What's likely happening is that:

* you create 100 elements;
* when asked the element creates the cell, about 14 times to fill the screen, the reuse them;
* section.Clear clears the UI (not the cell cache);
* Instruments shows you what UITableView has allocated (14 cached/reusable cells);
* Those cells will be freed when you dispose the UITableView (which is allocated by the DialogViewController);
Comment 2 Sebastien Pouliot 2013-01-29 19:33:36 UTC
Instruments confirm the above. On an iPad 29 UITableViewCell are created (confirmed by modifying MT.D GetCell code) and that's the number of "final" UIWebView that's left (confirmed by Instruments) once sections are cleared (the other 71 UIWebView were released). UITableView will hold them until all references to it are removed.

Note that MT.D might not be the best choice for loading a lot of `UIViewElement` - because the elements (and the `UIView`) will be created (by your code) even if never shown on screen.

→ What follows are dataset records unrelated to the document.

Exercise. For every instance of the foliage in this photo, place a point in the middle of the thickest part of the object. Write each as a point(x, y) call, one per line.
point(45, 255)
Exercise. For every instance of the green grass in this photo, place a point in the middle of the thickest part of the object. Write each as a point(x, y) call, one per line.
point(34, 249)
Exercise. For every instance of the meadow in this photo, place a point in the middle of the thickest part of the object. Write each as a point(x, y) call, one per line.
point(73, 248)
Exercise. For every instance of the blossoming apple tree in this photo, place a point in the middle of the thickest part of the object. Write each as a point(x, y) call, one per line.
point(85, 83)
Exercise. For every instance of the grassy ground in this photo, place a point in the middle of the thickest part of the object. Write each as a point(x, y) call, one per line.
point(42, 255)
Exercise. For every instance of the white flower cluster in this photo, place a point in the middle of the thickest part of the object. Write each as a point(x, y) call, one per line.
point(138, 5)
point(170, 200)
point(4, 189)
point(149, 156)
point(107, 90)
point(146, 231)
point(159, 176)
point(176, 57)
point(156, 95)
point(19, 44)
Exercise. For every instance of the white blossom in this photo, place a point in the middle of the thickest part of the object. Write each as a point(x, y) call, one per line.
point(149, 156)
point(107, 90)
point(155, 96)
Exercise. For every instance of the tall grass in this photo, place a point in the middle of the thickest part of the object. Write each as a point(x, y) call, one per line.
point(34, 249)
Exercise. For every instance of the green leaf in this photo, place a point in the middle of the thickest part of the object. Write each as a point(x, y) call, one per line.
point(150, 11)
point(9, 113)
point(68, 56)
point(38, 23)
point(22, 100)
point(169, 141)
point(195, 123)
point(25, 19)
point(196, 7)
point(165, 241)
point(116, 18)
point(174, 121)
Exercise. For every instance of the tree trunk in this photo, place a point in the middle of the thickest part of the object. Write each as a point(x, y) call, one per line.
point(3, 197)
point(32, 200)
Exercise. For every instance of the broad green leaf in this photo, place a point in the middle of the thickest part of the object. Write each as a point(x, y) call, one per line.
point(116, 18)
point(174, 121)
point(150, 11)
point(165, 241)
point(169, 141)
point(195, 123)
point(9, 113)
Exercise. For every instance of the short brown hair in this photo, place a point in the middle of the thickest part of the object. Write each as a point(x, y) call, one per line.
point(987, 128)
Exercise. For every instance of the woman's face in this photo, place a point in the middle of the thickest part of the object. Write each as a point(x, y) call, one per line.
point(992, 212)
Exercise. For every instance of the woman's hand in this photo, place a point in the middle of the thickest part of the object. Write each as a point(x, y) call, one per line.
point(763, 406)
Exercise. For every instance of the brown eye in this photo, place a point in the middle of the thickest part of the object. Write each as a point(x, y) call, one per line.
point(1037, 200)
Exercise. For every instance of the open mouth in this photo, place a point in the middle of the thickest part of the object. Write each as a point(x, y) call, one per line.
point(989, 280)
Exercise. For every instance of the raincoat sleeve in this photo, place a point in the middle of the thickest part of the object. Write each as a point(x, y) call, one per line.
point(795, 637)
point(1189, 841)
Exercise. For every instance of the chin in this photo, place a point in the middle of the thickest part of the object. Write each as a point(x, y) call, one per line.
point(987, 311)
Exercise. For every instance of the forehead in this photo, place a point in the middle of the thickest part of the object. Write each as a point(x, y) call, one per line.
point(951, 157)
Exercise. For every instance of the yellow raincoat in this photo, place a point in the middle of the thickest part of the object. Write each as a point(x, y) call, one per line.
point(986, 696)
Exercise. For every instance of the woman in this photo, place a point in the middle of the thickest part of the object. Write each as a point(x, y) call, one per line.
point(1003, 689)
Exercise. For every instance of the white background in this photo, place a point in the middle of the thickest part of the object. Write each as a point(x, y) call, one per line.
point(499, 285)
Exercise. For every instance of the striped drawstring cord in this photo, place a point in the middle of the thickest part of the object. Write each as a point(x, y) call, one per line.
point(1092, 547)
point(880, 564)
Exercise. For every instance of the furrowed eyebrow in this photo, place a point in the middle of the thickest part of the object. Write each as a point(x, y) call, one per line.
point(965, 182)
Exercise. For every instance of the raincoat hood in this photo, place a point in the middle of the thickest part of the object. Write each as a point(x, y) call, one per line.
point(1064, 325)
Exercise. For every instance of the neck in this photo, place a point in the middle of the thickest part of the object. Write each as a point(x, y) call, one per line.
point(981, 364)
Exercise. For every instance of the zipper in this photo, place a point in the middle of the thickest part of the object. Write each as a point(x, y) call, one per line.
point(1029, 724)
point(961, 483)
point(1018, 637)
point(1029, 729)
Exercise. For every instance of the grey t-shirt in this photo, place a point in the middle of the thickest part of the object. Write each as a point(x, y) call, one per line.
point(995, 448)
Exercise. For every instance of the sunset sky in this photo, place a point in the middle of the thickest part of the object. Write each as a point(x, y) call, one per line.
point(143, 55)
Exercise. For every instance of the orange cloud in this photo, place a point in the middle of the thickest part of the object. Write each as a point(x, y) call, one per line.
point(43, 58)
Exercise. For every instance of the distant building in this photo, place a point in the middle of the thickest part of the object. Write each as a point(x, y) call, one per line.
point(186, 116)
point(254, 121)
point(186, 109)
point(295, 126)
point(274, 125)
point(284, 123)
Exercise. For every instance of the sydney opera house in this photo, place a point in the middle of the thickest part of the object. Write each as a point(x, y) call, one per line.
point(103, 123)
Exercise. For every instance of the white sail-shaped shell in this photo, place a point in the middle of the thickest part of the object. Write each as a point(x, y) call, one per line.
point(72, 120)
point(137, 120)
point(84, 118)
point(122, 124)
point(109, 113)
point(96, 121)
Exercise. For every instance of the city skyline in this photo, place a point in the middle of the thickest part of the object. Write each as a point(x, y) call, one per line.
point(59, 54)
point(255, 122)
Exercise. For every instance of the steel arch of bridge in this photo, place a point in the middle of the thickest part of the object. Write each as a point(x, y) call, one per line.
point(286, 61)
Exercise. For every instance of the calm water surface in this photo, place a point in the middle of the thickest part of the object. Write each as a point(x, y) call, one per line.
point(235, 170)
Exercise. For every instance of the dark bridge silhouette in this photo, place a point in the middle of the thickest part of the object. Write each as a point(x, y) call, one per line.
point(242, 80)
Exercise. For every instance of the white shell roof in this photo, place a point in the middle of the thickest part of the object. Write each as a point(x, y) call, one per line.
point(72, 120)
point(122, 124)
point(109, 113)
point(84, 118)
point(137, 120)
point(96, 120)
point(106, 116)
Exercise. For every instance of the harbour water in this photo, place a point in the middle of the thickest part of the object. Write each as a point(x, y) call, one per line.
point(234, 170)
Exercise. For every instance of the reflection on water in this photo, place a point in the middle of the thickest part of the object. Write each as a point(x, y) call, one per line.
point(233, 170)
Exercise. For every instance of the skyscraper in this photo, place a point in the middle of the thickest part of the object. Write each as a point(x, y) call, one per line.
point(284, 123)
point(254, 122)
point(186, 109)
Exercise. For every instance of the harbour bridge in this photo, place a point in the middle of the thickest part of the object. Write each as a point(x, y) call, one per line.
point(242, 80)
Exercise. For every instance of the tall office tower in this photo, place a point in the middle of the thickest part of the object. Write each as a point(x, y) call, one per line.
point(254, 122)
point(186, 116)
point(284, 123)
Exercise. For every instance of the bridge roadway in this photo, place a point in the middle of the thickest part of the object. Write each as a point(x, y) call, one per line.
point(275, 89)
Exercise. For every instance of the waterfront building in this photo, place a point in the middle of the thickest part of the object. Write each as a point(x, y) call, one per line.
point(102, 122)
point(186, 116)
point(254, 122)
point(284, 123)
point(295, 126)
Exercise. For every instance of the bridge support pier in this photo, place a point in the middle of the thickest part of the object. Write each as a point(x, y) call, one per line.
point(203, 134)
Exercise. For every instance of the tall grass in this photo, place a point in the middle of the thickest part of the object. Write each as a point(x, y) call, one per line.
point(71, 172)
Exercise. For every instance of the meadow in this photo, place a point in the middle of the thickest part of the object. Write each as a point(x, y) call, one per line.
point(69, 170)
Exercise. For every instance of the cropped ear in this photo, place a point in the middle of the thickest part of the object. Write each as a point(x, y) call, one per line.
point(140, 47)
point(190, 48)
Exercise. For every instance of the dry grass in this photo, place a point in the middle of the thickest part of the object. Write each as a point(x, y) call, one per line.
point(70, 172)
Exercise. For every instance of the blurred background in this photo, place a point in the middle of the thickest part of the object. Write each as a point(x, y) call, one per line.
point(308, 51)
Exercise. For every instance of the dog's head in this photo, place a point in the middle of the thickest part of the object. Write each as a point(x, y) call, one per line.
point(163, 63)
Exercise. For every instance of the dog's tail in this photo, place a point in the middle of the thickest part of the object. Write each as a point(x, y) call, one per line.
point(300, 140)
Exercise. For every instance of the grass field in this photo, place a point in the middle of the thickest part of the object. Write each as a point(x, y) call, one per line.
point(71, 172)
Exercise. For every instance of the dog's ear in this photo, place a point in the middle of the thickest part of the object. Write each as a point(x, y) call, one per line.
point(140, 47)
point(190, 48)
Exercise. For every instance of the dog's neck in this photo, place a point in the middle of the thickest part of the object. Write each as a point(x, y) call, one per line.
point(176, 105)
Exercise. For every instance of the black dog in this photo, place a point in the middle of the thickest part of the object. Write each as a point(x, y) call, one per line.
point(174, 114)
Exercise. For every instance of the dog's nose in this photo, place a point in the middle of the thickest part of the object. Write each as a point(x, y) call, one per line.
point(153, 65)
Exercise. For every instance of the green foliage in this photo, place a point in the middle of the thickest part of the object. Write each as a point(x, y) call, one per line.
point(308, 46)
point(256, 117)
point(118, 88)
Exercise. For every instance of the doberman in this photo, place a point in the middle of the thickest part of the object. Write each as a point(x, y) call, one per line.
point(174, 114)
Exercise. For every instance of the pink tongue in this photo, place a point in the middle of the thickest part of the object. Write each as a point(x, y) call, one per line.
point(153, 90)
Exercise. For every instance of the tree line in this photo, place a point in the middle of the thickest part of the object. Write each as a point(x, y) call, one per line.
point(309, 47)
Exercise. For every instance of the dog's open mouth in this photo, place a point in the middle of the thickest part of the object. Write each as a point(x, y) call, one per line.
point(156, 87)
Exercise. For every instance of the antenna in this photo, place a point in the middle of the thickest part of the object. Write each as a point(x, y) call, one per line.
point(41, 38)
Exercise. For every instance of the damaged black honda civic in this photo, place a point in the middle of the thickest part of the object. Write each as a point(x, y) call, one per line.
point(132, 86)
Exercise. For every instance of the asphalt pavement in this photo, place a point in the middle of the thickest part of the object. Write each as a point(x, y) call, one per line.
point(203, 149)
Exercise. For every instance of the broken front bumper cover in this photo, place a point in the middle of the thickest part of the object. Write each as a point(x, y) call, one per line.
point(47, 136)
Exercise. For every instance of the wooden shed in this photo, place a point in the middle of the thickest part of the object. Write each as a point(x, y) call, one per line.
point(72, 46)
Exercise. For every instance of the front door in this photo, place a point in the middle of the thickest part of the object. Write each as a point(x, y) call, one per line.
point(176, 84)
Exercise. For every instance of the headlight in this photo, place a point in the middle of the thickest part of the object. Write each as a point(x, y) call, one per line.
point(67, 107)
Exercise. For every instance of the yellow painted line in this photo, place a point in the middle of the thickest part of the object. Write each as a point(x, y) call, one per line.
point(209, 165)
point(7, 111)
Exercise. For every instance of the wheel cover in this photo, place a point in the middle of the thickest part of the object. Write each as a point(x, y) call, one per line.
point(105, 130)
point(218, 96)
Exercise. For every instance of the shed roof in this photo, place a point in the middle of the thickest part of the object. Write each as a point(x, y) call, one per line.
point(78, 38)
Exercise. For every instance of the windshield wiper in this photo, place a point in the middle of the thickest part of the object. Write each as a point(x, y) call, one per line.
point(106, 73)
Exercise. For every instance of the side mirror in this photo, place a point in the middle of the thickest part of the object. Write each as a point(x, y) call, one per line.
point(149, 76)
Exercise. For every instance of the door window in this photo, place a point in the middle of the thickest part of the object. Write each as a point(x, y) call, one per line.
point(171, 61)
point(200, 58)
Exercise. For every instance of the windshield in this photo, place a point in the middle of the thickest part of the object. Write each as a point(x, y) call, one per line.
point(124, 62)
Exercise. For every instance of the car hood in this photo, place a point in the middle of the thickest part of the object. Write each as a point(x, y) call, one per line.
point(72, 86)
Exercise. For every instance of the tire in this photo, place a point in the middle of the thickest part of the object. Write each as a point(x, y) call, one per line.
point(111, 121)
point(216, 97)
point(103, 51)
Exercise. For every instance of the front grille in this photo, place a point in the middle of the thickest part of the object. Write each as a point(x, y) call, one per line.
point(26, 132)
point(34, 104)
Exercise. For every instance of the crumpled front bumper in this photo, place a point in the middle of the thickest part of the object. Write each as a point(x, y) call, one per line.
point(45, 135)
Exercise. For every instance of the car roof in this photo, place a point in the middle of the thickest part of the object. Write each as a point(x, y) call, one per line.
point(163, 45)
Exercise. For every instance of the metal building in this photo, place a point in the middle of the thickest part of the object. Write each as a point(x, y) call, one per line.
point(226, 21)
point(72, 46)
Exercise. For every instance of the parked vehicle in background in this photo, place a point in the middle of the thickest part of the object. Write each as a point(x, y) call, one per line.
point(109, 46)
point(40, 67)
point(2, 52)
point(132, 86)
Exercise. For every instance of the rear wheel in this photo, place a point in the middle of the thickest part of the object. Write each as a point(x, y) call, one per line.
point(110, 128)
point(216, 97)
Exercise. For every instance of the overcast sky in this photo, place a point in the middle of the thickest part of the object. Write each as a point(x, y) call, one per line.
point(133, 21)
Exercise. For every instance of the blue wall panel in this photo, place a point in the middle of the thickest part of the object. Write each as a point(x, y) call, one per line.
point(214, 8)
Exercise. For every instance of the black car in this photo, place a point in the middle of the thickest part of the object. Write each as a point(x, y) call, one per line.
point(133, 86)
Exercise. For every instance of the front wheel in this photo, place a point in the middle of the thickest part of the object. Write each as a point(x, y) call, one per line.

Manually handling the UITableView (a bit more complex, but MT.D source code shows how) would allow you to cache the UIWebView (e.g. having 29 on an iPad instead of 100). OTOH that would save a lot of memory (and initialization time) for your application.
Comment 3 Ray Kelly 2013-01-30 04:35:05 UTC
Thank you Sabastien. I think you are right about manually handling the cells.  Once I get over a few hundred UIWebViews, the GUI gets bogged down on my iPhone 4.   Thanks for the tips.